Is it true that the GREATER the #"solubility product,"# #K_"sp"#, the more soluble the salt?

1 Answer
Oct 12, 2015

The answer is true.

Explanation:

For the sparingly soluble binary salt, #MX#, we can represent its dissolution in water as:

#MX(s)# #rarr# #M^+(aq)# #+# #X^(-)(aq)#.

This is an equilibrium reaction. The #(aq)# designates the aquated ion, i.e. a metal ion or a negative ion that is aquated or solvated by several water molecules.

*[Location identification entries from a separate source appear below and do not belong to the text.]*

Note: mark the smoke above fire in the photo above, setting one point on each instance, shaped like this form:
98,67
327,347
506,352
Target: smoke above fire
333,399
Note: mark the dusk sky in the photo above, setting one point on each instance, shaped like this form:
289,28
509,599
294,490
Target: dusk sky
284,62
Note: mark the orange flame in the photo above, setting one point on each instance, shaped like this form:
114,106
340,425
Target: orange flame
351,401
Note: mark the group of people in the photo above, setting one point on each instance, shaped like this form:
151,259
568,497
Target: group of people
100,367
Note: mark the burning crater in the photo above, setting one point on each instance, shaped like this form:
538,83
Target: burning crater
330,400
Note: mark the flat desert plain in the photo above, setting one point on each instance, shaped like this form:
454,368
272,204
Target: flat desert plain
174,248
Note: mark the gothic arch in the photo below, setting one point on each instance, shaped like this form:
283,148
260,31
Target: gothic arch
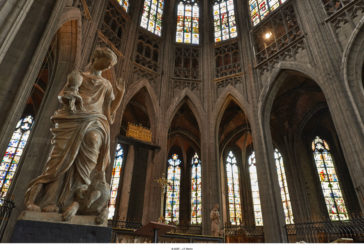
152,109
278,77
186,96
352,67
229,94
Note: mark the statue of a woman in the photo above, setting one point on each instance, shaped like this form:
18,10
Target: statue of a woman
81,137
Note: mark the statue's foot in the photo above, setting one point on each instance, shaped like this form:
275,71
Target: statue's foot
50,209
102,216
70,211
100,219
32,207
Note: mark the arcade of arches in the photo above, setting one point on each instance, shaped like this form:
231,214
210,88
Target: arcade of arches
257,106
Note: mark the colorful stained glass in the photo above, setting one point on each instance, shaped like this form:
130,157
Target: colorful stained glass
329,180
188,13
196,201
173,190
255,190
9,163
124,4
152,16
224,20
233,184
115,179
259,9
284,187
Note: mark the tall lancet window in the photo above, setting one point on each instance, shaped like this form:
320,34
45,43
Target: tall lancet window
124,4
260,9
115,179
173,190
10,161
188,13
255,190
196,201
284,187
329,180
224,20
152,16
232,174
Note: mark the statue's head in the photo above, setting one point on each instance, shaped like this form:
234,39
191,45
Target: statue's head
103,59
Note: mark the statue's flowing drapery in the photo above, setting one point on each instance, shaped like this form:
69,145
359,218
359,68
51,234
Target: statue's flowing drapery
73,158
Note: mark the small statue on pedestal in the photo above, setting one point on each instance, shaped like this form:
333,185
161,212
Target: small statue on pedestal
73,180
215,221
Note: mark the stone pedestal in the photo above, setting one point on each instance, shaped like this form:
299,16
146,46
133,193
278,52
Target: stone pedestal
33,227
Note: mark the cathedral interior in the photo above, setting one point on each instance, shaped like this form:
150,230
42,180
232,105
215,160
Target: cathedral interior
255,107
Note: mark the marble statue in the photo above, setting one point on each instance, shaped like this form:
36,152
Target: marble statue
215,221
73,181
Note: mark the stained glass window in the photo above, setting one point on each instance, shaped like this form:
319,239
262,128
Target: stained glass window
115,179
232,174
173,190
152,16
329,180
259,9
124,4
284,187
188,13
10,161
196,217
255,190
224,20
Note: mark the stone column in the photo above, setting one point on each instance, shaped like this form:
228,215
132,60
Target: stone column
270,196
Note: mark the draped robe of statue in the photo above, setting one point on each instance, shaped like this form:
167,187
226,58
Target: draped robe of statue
75,152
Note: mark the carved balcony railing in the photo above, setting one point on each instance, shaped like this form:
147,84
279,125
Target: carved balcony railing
6,206
243,234
328,231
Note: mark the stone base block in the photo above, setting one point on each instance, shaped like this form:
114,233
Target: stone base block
42,231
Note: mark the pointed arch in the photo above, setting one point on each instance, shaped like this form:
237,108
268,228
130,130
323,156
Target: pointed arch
229,94
277,79
153,109
186,96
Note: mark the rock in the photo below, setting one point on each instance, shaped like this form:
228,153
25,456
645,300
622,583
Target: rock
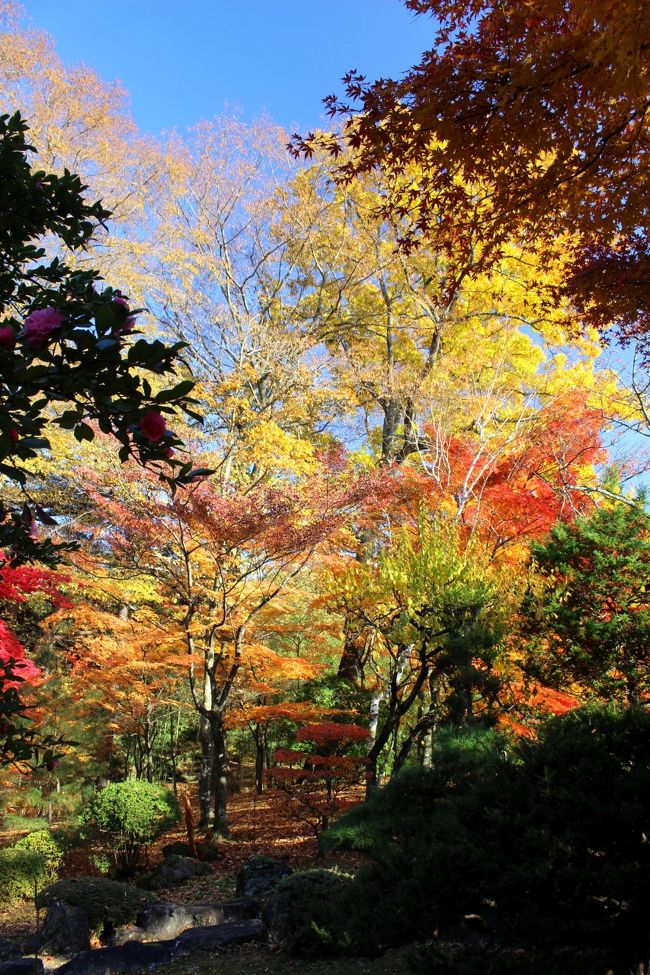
177,849
175,870
66,930
8,950
260,875
225,935
132,957
161,922
209,852
22,966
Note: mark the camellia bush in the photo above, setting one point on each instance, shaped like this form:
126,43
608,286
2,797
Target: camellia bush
124,817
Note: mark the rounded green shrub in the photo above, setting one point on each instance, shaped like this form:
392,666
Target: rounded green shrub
105,902
125,816
47,846
22,873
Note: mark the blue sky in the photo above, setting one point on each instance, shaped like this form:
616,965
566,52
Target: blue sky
184,61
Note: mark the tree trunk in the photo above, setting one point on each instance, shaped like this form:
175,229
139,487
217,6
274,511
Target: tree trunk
260,750
206,807
219,773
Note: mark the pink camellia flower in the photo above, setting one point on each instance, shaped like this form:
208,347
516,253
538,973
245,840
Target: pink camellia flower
39,327
7,337
153,425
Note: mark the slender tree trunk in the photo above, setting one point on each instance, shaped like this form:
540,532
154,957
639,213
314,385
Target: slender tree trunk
219,773
260,756
173,738
206,741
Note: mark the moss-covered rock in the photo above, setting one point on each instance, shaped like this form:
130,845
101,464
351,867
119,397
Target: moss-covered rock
107,903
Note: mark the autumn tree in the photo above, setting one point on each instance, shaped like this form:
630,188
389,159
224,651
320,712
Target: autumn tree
525,121
427,626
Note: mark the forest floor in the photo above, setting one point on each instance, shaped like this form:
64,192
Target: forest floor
259,825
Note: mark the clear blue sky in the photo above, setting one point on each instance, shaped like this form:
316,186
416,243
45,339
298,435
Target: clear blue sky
184,60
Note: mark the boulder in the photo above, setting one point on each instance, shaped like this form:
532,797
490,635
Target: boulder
120,936
131,957
161,922
22,966
177,848
66,930
226,935
260,876
175,870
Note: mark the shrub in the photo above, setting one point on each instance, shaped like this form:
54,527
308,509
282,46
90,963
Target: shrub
105,902
312,913
125,816
47,846
22,872
554,841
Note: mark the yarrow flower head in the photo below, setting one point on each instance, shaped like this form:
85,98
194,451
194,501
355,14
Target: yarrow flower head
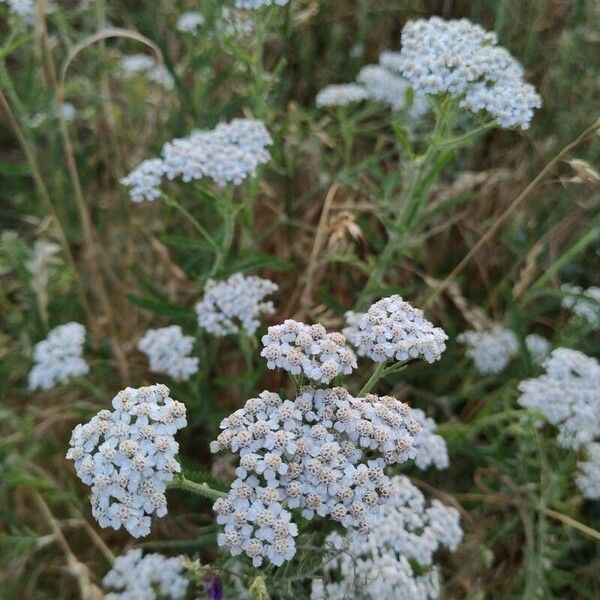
127,457
254,4
392,89
168,351
584,303
490,350
150,577
144,181
588,480
189,22
538,347
341,94
58,358
308,454
568,395
395,559
235,304
307,349
393,330
228,154
462,59
430,447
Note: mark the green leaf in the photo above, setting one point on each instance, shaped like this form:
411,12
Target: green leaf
184,241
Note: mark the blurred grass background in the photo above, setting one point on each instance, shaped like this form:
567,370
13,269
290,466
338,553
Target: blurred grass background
505,474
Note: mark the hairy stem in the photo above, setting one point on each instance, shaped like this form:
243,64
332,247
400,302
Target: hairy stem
377,374
200,489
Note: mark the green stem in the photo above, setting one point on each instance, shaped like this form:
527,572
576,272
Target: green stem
377,374
420,175
200,489
467,137
593,533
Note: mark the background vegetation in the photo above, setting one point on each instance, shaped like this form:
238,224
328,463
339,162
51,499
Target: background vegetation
314,230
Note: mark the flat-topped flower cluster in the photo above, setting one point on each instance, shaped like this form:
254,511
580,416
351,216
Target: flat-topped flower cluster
59,357
148,577
168,352
235,305
377,83
143,64
309,350
394,560
127,457
460,58
393,330
323,453
254,4
568,395
492,349
229,153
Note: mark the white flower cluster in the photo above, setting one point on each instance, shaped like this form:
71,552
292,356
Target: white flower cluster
340,94
389,88
395,559
538,347
137,64
462,59
492,350
584,303
568,395
430,447
375,82
309,454
235,304
236,23
58,358
189,22
254,4
127,457
393,330
307,349
228,154
149,577
144,181
168,351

As for any equilibrium, we can write the equilibrium reaction:

#K_(sp)# #=# #([M^+(aq)][X^(-)(aq)])/[[MX(s)]]#

Now both #[M^+]# and #[X^-]# can be measured in that there are measurable concentrations in #g*L^-1# or #mol*L^-1#, but we cannot speak of the concentration of a solid; so #[MX(s)]# is meaningless.

So now (finally!), we have, #K_(sp)# #=# #[M^+][X^-]#.

This solubility expression (the solubility product!) is dependent solely on temperature (a hot solution can normally hold more solute than a cold one). #K_(sp)# constants have been measured for a great number of sparingly soluble salts, and assume standard laboratory conditions.

Because it is a constant, the greater the #K_(sp)#, the more soluble the solute. Note that #K_(sp)# expressions do not differentiate as to the source of the #M^+# and #X^-# ions. The salt should be less soluble in a solution where #X^-# ions were already present.